What is actually happening:
- ❌ Not an Ollama issue
- ✔ The machine is out of headroom
Switch to MLX? Same outcome. Why: unified memory and LLM inference.
How Mac local LLM stacks actually layer
Think in three tiers:
- App layer: Claude Code / Cursor / chat UI
- Runtime layer: Ollama (HTTP)
- Compute layer: MLX / llama.cpp
Most of your time is spent at the runtime layer, not the compute layer.
Local LLM UX ≈ avoiding swap × acceptable TTFT × whether you need a larger model for quality. tok/s is often second priority in multi-turn agents.
The rule that survives contact with reality
Start with Ollama. Move to MLX only when you can name what is missing.
One Mac can host both: ollama serve for agents by day, MLX for benchmarks at night.

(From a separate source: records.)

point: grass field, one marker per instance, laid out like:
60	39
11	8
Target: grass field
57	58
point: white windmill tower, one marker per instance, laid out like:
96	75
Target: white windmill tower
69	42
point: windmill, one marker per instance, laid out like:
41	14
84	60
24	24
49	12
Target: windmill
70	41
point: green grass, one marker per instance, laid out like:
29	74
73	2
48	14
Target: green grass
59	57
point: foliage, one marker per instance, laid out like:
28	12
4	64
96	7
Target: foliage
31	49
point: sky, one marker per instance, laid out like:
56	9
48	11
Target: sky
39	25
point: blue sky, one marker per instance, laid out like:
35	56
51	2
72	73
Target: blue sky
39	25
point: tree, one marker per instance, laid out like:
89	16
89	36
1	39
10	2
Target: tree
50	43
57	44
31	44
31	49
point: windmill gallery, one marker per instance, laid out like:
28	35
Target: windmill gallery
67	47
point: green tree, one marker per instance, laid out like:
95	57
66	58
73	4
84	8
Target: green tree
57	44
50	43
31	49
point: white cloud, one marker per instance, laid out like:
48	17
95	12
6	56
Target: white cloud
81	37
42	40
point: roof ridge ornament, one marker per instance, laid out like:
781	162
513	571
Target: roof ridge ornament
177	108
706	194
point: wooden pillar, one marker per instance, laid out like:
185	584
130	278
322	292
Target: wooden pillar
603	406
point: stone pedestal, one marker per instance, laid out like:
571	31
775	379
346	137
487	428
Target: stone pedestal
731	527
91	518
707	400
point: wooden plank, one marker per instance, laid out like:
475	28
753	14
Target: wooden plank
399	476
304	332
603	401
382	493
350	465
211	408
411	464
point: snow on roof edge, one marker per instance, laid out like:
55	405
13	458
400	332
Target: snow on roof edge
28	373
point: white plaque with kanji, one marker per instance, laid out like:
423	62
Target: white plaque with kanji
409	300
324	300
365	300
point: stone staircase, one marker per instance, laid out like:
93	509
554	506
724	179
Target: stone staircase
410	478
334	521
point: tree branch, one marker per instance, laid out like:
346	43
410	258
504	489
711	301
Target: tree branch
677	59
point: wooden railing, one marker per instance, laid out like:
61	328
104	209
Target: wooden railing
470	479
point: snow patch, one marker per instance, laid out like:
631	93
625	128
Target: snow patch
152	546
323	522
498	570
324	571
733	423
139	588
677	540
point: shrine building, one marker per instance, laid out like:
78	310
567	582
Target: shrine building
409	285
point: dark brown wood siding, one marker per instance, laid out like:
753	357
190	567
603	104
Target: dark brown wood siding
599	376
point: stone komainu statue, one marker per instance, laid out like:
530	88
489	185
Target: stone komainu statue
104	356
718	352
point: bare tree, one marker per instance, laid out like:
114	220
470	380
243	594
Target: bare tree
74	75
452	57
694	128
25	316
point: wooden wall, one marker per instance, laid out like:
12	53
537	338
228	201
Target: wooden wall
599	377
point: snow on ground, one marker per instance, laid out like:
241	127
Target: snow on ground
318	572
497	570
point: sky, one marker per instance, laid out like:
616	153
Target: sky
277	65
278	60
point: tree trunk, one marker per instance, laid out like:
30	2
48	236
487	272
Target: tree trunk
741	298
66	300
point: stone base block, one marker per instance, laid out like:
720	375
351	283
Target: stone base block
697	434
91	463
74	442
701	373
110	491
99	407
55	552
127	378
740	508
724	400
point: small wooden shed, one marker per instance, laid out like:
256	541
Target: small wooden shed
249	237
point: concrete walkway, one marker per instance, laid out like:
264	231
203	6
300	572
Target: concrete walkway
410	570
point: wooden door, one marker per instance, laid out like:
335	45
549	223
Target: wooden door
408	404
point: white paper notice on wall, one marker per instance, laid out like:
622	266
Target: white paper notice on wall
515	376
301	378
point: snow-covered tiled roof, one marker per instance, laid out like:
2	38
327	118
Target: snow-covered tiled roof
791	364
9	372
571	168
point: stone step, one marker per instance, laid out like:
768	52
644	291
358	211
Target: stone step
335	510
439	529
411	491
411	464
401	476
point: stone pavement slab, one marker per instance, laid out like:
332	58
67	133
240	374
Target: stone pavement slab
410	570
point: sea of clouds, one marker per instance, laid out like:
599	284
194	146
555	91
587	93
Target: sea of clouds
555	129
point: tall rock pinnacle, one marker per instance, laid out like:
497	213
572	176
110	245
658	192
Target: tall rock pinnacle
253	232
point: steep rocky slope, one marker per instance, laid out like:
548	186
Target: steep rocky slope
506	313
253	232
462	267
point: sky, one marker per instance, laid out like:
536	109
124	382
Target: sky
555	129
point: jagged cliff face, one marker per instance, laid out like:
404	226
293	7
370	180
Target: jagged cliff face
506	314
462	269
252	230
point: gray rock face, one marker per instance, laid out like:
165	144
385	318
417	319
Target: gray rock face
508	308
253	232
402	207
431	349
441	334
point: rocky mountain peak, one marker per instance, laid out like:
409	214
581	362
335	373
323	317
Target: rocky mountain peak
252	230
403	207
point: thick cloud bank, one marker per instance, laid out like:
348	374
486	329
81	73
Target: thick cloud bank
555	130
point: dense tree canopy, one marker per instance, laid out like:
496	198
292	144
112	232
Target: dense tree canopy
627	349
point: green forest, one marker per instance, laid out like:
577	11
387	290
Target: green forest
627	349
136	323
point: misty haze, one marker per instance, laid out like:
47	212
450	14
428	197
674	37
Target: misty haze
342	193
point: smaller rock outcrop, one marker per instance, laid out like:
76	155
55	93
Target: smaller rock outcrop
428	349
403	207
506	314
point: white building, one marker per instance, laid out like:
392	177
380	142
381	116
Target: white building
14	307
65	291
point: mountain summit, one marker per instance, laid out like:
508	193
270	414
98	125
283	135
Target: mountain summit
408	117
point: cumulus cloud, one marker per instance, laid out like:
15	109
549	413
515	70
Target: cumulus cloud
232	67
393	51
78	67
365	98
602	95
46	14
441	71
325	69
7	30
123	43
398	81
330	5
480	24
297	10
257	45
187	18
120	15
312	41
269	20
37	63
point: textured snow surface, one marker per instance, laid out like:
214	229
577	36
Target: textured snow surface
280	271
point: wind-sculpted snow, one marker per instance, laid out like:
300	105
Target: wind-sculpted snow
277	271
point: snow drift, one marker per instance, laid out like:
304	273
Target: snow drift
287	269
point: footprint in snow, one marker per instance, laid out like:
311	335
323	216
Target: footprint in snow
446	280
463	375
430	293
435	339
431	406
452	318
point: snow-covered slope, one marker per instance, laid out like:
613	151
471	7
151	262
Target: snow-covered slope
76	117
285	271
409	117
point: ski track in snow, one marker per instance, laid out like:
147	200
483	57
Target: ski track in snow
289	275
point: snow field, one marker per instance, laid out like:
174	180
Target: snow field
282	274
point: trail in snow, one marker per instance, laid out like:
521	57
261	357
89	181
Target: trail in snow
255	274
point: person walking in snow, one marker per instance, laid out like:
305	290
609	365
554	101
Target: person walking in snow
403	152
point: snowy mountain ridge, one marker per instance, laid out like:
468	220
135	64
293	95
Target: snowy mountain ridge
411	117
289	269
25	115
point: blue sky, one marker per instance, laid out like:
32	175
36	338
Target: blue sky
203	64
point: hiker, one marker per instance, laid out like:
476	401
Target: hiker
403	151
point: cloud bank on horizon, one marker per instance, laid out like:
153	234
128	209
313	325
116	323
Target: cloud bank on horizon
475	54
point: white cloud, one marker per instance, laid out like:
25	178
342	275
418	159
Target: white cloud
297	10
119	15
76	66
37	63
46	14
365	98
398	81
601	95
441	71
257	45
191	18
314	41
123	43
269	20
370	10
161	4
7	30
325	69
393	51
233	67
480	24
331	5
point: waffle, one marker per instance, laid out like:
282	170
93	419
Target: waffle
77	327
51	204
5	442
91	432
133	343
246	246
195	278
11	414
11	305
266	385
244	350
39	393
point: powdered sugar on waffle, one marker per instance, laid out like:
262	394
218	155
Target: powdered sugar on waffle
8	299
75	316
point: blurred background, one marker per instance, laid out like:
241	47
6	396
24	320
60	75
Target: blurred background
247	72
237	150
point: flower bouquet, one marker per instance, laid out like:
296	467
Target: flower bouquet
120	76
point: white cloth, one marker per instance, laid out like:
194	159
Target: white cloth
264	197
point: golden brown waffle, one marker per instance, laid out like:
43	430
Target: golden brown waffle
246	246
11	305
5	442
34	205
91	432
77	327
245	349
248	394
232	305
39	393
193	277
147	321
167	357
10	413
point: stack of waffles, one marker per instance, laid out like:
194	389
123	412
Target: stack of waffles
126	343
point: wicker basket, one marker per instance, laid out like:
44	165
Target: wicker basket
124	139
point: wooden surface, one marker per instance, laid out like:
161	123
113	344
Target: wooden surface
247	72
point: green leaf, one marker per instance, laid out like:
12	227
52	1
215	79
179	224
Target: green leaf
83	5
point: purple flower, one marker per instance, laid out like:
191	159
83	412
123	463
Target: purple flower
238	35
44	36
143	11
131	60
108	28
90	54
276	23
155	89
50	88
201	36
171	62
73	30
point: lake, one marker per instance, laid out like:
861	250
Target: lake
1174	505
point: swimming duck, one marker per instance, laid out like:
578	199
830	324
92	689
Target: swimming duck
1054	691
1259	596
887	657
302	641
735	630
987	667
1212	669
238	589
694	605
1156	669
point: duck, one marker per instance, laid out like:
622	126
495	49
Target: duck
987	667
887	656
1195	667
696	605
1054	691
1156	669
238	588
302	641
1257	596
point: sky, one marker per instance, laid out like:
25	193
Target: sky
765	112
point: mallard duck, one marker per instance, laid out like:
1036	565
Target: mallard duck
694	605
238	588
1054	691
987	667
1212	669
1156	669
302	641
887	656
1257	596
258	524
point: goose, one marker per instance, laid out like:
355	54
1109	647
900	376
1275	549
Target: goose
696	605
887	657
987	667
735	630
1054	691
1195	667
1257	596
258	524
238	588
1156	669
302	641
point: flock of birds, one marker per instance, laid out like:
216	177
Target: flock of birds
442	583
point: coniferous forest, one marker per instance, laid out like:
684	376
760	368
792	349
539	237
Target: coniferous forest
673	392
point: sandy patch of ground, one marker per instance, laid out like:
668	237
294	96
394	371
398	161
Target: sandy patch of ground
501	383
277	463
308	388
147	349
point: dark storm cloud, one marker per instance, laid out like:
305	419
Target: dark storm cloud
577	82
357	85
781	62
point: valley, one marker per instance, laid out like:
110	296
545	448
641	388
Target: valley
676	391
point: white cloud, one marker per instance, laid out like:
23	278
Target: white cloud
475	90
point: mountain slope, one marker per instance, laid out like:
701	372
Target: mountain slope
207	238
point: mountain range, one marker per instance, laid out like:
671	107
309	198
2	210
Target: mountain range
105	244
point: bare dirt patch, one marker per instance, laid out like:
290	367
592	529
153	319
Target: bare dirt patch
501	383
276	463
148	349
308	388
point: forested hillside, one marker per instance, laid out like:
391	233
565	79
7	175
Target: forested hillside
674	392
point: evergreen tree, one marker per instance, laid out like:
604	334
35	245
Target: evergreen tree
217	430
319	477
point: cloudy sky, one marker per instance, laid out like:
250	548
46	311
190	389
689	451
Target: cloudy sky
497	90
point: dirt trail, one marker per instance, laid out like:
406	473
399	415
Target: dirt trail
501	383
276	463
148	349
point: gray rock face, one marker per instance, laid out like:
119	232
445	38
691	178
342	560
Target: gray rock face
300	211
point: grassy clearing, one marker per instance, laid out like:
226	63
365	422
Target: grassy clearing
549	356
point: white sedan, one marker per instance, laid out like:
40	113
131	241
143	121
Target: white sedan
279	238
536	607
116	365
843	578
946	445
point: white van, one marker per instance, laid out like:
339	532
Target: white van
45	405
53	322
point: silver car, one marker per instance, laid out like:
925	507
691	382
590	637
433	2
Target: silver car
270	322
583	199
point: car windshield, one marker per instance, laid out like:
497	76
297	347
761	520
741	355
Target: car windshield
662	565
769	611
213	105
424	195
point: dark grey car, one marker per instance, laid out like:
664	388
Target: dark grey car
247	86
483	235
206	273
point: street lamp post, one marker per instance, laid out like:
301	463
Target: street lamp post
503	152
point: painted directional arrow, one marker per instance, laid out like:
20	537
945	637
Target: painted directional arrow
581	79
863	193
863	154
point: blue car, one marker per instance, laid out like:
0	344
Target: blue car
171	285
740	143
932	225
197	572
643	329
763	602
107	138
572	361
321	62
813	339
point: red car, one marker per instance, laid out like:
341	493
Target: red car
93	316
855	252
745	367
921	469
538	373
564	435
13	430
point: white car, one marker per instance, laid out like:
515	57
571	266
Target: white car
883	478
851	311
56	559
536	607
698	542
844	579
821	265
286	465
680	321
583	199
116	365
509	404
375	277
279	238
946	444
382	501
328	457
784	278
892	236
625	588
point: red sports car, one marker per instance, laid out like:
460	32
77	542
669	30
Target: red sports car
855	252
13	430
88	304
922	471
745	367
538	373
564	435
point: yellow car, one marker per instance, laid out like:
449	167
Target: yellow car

Different layers, no conflict. Team inference nodes: private AI server on Mac Mini M4 cluster.
Bottom line
The Mac local LLM question is less “which tool” and more: have you reached the stage where you need low-level control?
- Default path Ollama = endpoint for ~80% of users
- Exception path MLX = engineering / research / benchmark niches
The variable that matters is memory and model size — not the framework name.
One-liner
On Mac, default local LLMs to Ollama; use MLX only when you need low-level control. The usual bottleneck is memory and model size, not the inference framework.
If you only remember one rule
No clear reason? Use Ollama.
FAQ
Ollama or MLX for Mac local LLMs?
Default Ollama. MLX is for offline benchmarks, CI reproduction, LoRA fine-tuning, custom inference stacks, or extreme parameter experiments. Daily Claude Code / Cursor wiring should use Ollama :11434.
MLX is faster — should I switch?
Benchmarks may show ~3%–12% gains, but agent workloads bottleneck on memory and stability, not tok/s. MLX wins in measurement, not in daily usage.
My local model feels slow — time to switch to MLX?
Check Activity Monitor for swap, scan ollama serve logs for Metal init issues, and confirm the model tier fits RAM. 14B on 16GB with IDE and browser usually will not be fixed by swapping frameworks.
Can one Mac run Ollama and MLX together?
Yes. Ollama for agents by day, MLX for benchmarks at night — different layers, no conflict.